Kehadiran Romo Magnis Suseno sebagai saksi ahli kubu Ganjar Pranowo-Mahfud MD dalam sidang lanjutan sengketa hasil Pilpres 2024 di MK tuai pro kontra.
![]() |
Romo Magnis, SJ. |
SIANAKAREN.COM -- Kehadiran Romo Magnis Suseno sebagai saksi ahli kubu Ganjar Pranowo-Mahfud MD dalam sidang lanjutan sengketa hasil pemilihan presiden (Pilpres) 2024 di Mahkamah Konstitusi, Jakarta, Selasa (2/4) lalu menuai pro-kontra yang luas.
Pro-kontra umumnya datang dari kalangan umat Katolik sendiri yang pada Pemilu 2024 lalu terbelah ke dalam dua kubu yang berseberangan: sebagian mendukung keberlanjutan rezim Joko Widodo melalui pasangan calon (paslon) Prabowo-Gibran, dan sisanya meneguhkan nilai-nilai katolisitas mereka melalui paslon 03, Ganjar-Mahfud MD, yang telah ditinggalkan Jokowi.
Eskalasi kontroversi mengenai kesaksian Guru Besar Filsafat Sekolah Tinggi Filsafat (STF) Driyakara tersebut didorong oleh digitalisasi informasi melalui media sosial.
Ramai percakapan mengenai sikap Romo Magnis yang dianggap tidak netral dan tendensius karena cenderung membela kubu Ganjar-Mahfud, yang tentu saja secara politik serentak bertentangan dengan Jokowi yang mendukung anaknya, Gibran, untuk meraup suara di Jawa Tengah.
Bagi kelompok pertama, kesaksian Romo Magnis terkesan menjelek-jelekkan Jokowi, presiden dua periode yang telah membantu masyarakat melalui program bansos dan pembangunan infrastruktur.
Mereka mempertanyakan panggilan Romo Magnis yang semestinya tidak berbicara mengenai politik. Dengan tegas mereka memisahkan antara apa yang disebut "urusan agama" dan "urusan politik". Terlibat dalam percakapan politik di forum nasional bukan hal yang keliru tetapi perlu dilihat kembali.
Sebaliknya, umat Katolik mayoritas lainnya, tak kalah juga dengan umat agama lain, yang mendukung sikap Romo Magnis sebagai jalan "kesaksian" mengenai kebenaran hidup berdemokrasi.
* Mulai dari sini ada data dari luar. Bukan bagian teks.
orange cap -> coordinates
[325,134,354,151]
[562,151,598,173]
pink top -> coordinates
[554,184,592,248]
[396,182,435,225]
Barangkali "kebenaran" yang diwartakan Romo Magnis dalam kepakarannya sebagai ahli etika "ditertawakan" oleh kubu sebelah, tetapi kelompok ini meyakini bahwa hanya kebenaran yang mampu mengontrol sepak terjang dan jangkauan kekuasaan seorang pemimpin.
Kelompok yang kedua ini melihat Romo Magnis seperti seorang nabi yang berani memberikan kritik dan seruan profetik mengenai praktik ketidakadilan yang mendera negara dan rakyatnya.
Bagi mereka, panggilan menjadi seorang imam adalah sekaligus panggilan untuk terlibat dalam segala permasalahan sosial kemasyarakatan; menyuarakan penyimpangan-penyimpangan kekuasaan agar kembali ke jalan yang benar sebagaimana digarisbawahi Injil dan Ajaran Gereja.
Kelompok pro justru mempertanyakan sikap "apatis" dan "pembiaran" kelompok pertama yang ketika melihat Jokowi melakukan "kesalahan" justru tidak menegur atau mengeritik.
Mereka justru mempertegas kesaksian Romo Magnis dengan sikap Yesus ketika mengeritik pemimpin Israel pada masanya, terutama melalui pemuka agama dan orang Farisi disebutnya kaum munafik.
Akar Pro-Kontra Romo Magnis
Akar pro-kontra mengenai Romo Magnis bermula ketika imam Jesuit tersebut hadir sebagai saksi ahli di sidang sengketa Pemilu 2024, 2 April lalu.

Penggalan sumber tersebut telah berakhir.